Meanwhile, funding for aid has all but dropped off, and donor support in Europe and the Gulf States is seriously flagging, with lifesaving aid receiving less than 20 per cent of funds needed and cut in food rations already announced.

“We urgently need progress on all fronts – security, humanitarian access and political engagement - to prevent the death toll in Darfur from rising exponentially,” he said.

Political progress was particularly important, he stressed, and for that reason he called not only for an intensification of the peace talks in Abuja, Nigeria but for a workable peace to be implemented in every village throughout the region.

“Unarmed relief workers can keep people alive today, but they cannot prevent them from being murdered, raped or forced from their homes tomorrow,” he wrote, urging: “Let us not repeat the tragic error of Bosnia’s “safe areas” before Srebrenica. Humanitarianism should never be used as a fig leaf for political inaction.”

In order to move ahead on the political front, today, at UN Headquarters in New York, UN Secretary-General Kofi Annan discussed with key diplomats the “critical situation” of the Darfur talks, which passed a 30 April deadline set by the African Union this past weekend.
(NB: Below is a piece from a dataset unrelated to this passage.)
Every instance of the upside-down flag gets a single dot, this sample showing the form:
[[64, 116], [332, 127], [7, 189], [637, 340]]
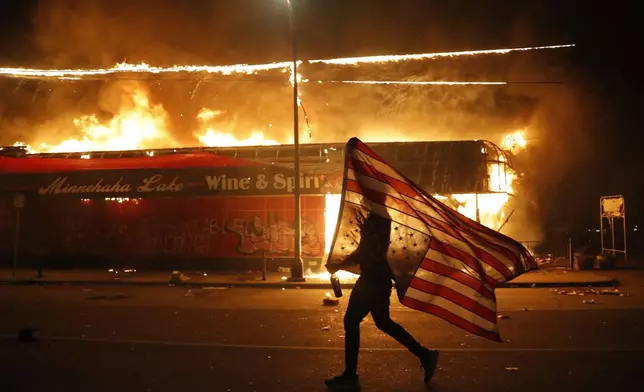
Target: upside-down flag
[[443, 263]]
Mr. Annan stressed “the need for all of us, particularly those with influence, to press the parties to seize the moment and make an agreement, a real agreement, that will stand the test of time on the ground.”
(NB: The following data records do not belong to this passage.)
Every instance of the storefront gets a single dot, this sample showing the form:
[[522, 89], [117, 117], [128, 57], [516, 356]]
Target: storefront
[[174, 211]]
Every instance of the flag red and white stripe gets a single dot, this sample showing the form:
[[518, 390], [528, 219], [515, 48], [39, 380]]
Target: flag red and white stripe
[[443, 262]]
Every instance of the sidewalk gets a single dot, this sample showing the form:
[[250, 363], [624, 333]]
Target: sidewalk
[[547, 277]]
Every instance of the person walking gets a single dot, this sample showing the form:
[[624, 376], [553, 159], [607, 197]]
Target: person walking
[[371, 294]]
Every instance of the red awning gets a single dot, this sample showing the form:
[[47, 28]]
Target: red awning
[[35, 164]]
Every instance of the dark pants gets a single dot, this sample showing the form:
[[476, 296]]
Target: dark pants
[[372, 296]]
Addressing the press after meeting with the Group of Friends on Darfur -- made up of major donors nations, African countries the Arab League, the African Union (AU) and the European Commission – Mr. Annan said the group also discussed the need to strengthen the AU force in Darfur, because that force must be initially responsible for implementing any peace agreement signed, since the UN force that has been proposed would take time to deploy.
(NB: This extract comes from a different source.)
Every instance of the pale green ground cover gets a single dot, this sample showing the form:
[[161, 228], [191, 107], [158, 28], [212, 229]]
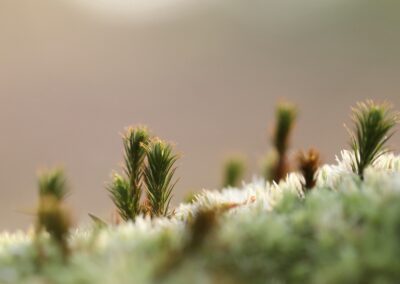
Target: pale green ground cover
[[345, 230]]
Replying to questions about the response of the group, he said: “I think the members seem anxious to help, and they are going to do whatever they can, both in terms of sending messages to the people in Abuja and to the government, and also trying to help us raise money for the humanitarian activities.

“In addition to that, President [Olusegun] Obasanjo is bringing together a group of about five or six African leaders who will also appeal to the parties to settle their differences and sign an agreement,” he added.